The function space $\mathscr{C}(a,b)$ consists of those functions, $y(x)$ that are continuous on the closed interval $[a,b]$. The norm of $\mathscr{C}(a,b)$, denoted $|\cdot|_0$ is defined as
\[\|y(x)\|_0 = \max_{a \le x \le b}\|y(x)\|\]By $\mathscr{D}_1(a,b)$, we mean those functions $y(x)$ that are continuous, and have continuous first derivative. The norm of $\mathscr{D}_1$ is
\[\|y(x)\|_1 = \max_{a \le x \le b}\|y(x)\| + \max_{a \le x \le b}\|y'(x)\|\]It is clear that if a function, $y$ belongs to $\mathscr{D}_1$ then $y \in \mathscr{C}$. This is because, for the function to have a derivative at all points in the interval it must also be continuous on $[a,b]$.
With these, and the definition of a functional we are ready to state the last two definitions and hit the main point of this post. For these definitions, we consider functions that are defined on the interval $I=[a,b]$.
A functional, $J[y]$ is said to have a weak extremum for $y=\hat{y}$ if there exists $\epsilon \gt 0$ such that $J[y] - J[\hat{y}]$ has the same sign for all $y$ in the set $\{ y : |y(x) - \hat{y}(x)|_1 \lt \epsilon; x \in I \} $ where $|\cdot |_1$ is the norm in $\mathscr{D}_1$.
We say that a functional, $J[y]$ has a strong extremum for $y=\hat{y}$ if there exists $\epsilon \gt 0$ such that $J[y] - J[\hat{y}]$ has the same sign for all $y$ in the set $\{ y : |y(x) - \hat{y}(x)|_0 \lt \epsilon; x \in I \}$ where $| \cdot |_0$ is the norm in $\mathscr{C}$.
The confusion for me came in with the naming convention. Why is the one called weak and the other strong? Furthermore, why is my book stating it is so obvious that a strong extremum is automatically a weak extremum? My confusion arose from the fact that if $y \in \mathscr{D}_1 \implies y \in \mathscr{C}$, so I incorrectly reasoned that since a weak extremum is related to the norm in $\mathscr{D}_1$ and a strong extremum to that in $\mathscr{C}$ that the naming convention (and thus the implication) should be the other way.
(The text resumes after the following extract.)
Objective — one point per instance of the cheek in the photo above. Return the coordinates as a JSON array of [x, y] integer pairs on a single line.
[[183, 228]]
The error in this line of reasoning was corrected for me by a simple picture:
As we stated earlier, if a function is in $\mathscr{D}_1$ it is automatically in $\mathscr{C}$. So $\mathscr{C}$ is the “bigger” class of functions. Thus, if $\hat{y}$ is a relative maximum of the functional, $J$ within the bigger class of functions (a strong extremum), it will automatically be a maximum within the class of functions that is contained within it (namely, $\mathscr{D}_1$), i.e. a weak extremum. However, if it is just a maximum within the smaller circle, that does not mean there isn’t a function that may achieve a more extreme value of $J$ within the larger class of functions.